Results on SWE-bench Verified
SEA was tested on a 52-instance subset of SWE-bench Verified across four base models. The key finding: the base model is the dominant factor — SEA amplifies the capability of strong models but does not mask the weaknesses of weak ones.
On strong base models with a no-op control, SEA achieves +4 to +5 additional solved instances. Concrete results: GLM improved from 24 to 28 solved instances, GPT from 29 to 34. Event logs confirmed that the verification mechanisms actively prevented performance regressions during testing.
The researchers note that evaluations were conducted in a single iteration due to task cost, and variance confirmation across runs remains for future research.
SEA demonstrates that self-improvement and safety governance are not in conflict — formal certification is both possible and practically useful within the boundaries of an operational agent.
Frequently Asked Questions
- What makes SEA different from previous self-improving agents?

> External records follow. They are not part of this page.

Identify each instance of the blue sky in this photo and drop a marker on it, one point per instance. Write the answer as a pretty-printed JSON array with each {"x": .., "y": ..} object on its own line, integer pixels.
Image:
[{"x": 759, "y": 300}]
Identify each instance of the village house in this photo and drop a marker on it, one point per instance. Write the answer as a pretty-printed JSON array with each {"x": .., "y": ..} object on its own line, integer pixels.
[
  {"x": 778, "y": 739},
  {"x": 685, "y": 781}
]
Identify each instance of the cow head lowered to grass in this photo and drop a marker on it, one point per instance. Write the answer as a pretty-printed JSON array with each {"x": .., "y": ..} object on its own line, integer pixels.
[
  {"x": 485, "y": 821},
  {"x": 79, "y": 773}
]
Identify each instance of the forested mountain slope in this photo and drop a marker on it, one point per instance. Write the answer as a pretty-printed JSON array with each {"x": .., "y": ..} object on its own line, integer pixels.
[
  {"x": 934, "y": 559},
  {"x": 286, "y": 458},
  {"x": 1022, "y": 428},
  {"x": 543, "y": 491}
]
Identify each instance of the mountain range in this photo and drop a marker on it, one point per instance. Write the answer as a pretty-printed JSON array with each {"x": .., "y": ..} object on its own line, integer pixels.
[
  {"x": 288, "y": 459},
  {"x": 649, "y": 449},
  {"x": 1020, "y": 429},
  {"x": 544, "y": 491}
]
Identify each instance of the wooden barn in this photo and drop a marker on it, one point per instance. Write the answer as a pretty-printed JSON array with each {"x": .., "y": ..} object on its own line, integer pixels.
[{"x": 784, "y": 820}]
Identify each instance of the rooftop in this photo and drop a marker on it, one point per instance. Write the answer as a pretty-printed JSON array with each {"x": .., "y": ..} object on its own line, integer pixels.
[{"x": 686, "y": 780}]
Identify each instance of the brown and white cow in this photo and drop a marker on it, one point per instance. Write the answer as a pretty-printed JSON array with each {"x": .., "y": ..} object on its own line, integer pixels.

- SEA does not permit unconstrained self-modification — every change passes through anytime-valid statistical gates that emit auditable certificates and block modifications that would exceed a predetermined error budget.
- How is the 'blast radius' of a bad self-modification bounded?
- SEA restricts all modifications exclusively to a steering adapter around the frozen base model, so that potentially harmful self-edits cannot change the underlying model weights.
- How much did SEA improve performance on SWE-bench testing?
- On a 52-instance SWE-bench Verified subset tested on four base models, SEA achieved +4 to +5 additional solved instances on strong base models — GLM improved from 24 to 28, GPT from 29 to 34.